The point of introducing tuition fees was to free universities from grant dependency and let them expand at will. English universities have largely replaced their grant income with fee income, resulting in plentiful places. Northern Ireland has fees and a shortage of places - the worst of both worlds.

In terms of the effect on prospective students, the arguments for and against higher fees are well rehearsed. On the plus side, fees are effectively a time-limited, means-tested graduate tax, repayable to the extent a degree ‘works’ by getting you a better-paid job. With lower wages than Britain, there is a case for Northern Ireland being the best place in the UK to invest in a student loan.

On the minus side, there is evidence people from lower-income backgrounds are deterred from studying by taking on a mountain of debt.

Stormont could do better in explaining the considerable help it already offers such people. The executive spends just under £100 million a year on student support, the major portion of it on £3,500 per year maintenance grants for students from low-income backgrounds. More grants to students could be funded from lower grants to universities. That is an important part of any debate on raising fees.

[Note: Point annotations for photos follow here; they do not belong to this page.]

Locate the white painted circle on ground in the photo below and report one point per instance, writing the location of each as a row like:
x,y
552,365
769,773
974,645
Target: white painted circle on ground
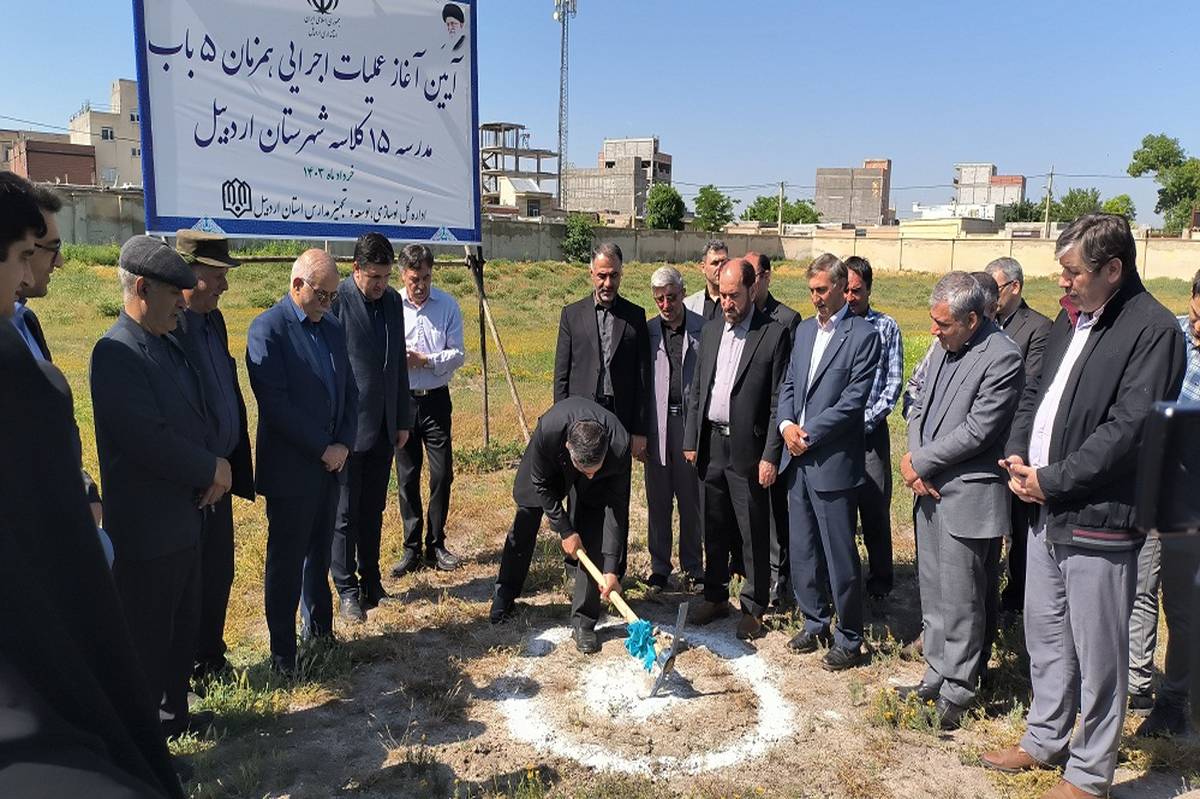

However, the key debate is how to lift Stormont’s cap on the growth of universities. There is little question this is hampering our entire economy, draining brains out of Northern Ireland and generally impacting everyone.

We need to quantify these costs and ask if they are worth a lower graduate tax for those lucky enough to still get a local place. If we decide fees cannot be raised, other options should be explored. One experiment that could be attempted is raising or abolishing MASNs without cutting Stormont grants, to see how far universities can expand under existing funding arrangements. This does not look any riskier to the public purse than Ulster University’s Belfast campus relocation, for example.

That brings us to the final third - in fact, a bit less than a third - of university income. It comes from research grants, mainly from central government bodies, plus spin-off companies and commercial partnerships that largely arise from this research.

The research element of universities is the most direct driver of their economic significance, crucial to any country or region’s development.

The potential of commercialisation is enormous. Queen’s owns 12 per cent of software firm Kainos, which last week became Northern Ireland’s first £1 billion company.

The way research is increasingly organised across the UK requires universities, industry and government - in our case, devolved government - to invest jointly in collaborative projects. There are strong signs Northern Ireland underperforms on this, while capping the size of universities must ultimately ensure underperformance.

In any debate on university funding, that cannot be overlooked.